Возможно, что эта новая христологическая ориентация на воплощение объясняет довольно редкое употребление наименования «Господь» в последнем евангелии. Правда, в евангельском тексте обращение «Господи» встречается довольно часто (25 раз), однако это лишь почтительная форма обращения (см. 4,11.15.19.49 и т.д.) вне прямой ясной связи с прославленным Господом даже в устах Самого Иисуса (13. 13-14; 15,20). Использование этого имени в повествовательной части (4,1; 5,23; 11,2), особенно заметное в главе о явлениях Воскресшего (20,2.18.20.25; ср. 21,7.12), не выходит за рамки повествования Луки и даже в исповедании Фомы носит скорее личный, нежели культовый (восхваление прославленного Господа в общине) характер. В иоанновых посланиях это наименование отсутствует вовсе.

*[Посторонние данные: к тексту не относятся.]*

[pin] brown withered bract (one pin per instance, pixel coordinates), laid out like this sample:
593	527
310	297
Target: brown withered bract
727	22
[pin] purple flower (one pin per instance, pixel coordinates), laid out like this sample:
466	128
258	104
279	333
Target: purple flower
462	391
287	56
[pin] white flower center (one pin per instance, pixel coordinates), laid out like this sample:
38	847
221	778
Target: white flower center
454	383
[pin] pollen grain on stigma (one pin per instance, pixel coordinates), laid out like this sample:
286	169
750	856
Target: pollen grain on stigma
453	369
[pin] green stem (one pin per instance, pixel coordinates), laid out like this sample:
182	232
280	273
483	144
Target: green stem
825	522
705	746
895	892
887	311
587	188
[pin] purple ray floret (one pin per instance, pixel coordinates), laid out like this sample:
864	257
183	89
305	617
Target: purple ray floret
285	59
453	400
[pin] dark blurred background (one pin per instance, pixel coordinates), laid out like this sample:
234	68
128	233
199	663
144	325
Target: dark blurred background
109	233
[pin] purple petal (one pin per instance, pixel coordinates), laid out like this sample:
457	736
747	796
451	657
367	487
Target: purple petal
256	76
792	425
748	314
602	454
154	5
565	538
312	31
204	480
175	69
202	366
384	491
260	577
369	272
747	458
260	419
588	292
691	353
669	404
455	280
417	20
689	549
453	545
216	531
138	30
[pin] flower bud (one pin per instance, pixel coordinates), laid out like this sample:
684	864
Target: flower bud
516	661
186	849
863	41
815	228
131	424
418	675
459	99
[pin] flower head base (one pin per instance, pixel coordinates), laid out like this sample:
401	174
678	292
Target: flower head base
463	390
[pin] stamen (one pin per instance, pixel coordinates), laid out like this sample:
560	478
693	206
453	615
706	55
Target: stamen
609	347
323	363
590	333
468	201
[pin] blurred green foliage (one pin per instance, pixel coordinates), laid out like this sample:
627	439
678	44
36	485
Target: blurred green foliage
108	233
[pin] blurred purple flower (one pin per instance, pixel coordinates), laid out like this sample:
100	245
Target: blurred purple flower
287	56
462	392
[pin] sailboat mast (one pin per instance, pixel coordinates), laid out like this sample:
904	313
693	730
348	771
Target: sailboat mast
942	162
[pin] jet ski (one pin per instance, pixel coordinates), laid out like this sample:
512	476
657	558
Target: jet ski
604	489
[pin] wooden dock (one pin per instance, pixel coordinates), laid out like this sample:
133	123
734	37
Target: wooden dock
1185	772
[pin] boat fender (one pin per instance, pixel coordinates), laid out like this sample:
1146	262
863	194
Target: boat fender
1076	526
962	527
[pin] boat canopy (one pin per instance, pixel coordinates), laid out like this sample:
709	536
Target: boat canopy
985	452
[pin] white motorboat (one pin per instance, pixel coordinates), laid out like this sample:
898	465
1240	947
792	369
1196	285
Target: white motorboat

Вместо этого, наряду с именем «Христос», возможность применения которого к Иисусу подвергается серьезной дискуссии,258 явное предпочтение отдается имени «Сын Божий» (1,34; 1,49; 3,18; 5,25; 10,36; 11,4.27; 19,7; 20,31) или просто «Сын» (19 раз). К тому же такие места как 3,18; 5,25; 10,36; 19,7 указывают на то, что евангелист не проводит существенного различия между полной и краткой формой этого имени, хотя они, возможно, в какой-то мере и отражают первоначальное мессианское значение имени «Сын Божий» (ср. 1,49; 11,27; 20,31). Для Иоанна Иисус как Мессия и Сын Божий является не Кем иным, как Сыном Божиим единосущным Отцу, а краткая безотносительная форма «Сын» проистекает из Его особого отношения к Отцу. Здесь мы достогли ядра иоанновой христологии: В этом самоименовании Иисуса (особенно 5,19-26), которое евангелист перенимает и несколько раз разъясняет определением «Единородный» (μονογενής) (1,14,18; 3,16.18; ср. 1 Иоан. 4,9), для него отражается глубочайшая сущность и тайна Христа.259

Во многих местах, где Иисус говорит о Себе в 1-ом лице, особенно в последних речах перед страданиями, сыновнее самосознание подразумевается, что видно из контекста обращений «Отче» или «Отче мой». Он послан Отцом (5,23.36-38; 6,44-57); 8,16.18; 10,36; 12,49; 14,24; 17,8.21.23; 20,21),260 действует от Его имени и по Его поручению (5,43; 10,18.25; 12,49; 14,31); Он един с Ним в действиях (5,17; 14,10) и имении (10,30; 17,10), находится с Ним в личном общении, что сильно, хотя не наглядно выражено в формуле «Отец во Мне, и Я во Отце» (10,38; 14,20; ср. 14,20; 17,21.23). Единство Иисуса с Богом Отцом совершенно: в воле и действиях, в радости и любви, во всем существе261 Этим, однако, не сглаживается различие между Отцом и Сыном, ибо посланный в мир Сын Божий покоряется воле Отца вплоть до смерти (10,18), а путь к Отцу означает для Него возвращение к Тому, Кто больше Его (14,28). Это свидетельство, по-разному толкуемое со времен Отцов Церкви, несомненно указывает на прославление в Отце, которое передается ученикам (которые должны радоваться этому) ниспосланием спасительных даров от прославленного Сына (ср. 17,2).262 Это подчинение Сына Отцу в период Его Земной деятельности основано на любви (14,31; 15,10); Сын знает о вечной любви Своего Отца к Нему (17,24.26) и потому уверен, что Отец всегда слушает Его (11,41-42). Отец любит Сына и открывает Ему все, что делает Сам (5,20); Он передал Ему полностью суд, чтобы все чтили Сына (5,22), как чтут Отца. Поэтому различие между Отцом и Сыном лишь относительно. Они «знают» Друг Друга (10,15) как равные Один Другому, и в этом безграничном доверии Друг к Другу открывается Их единосущность. «В понятие Богосыновства по существу необходимо входит момент зависимости от Отца, равно как и единство с Ним».263 У Иоанна концепция Богосыновства Иисуса достигла наиболее глубокого раскрытия. Сын имеет всю полноту жизни (5,26), всю полноту славы (1,14) извечно от Отца, Первоисточника жизни и любви (17,24): Он существует «в недре Отчем» (1,18).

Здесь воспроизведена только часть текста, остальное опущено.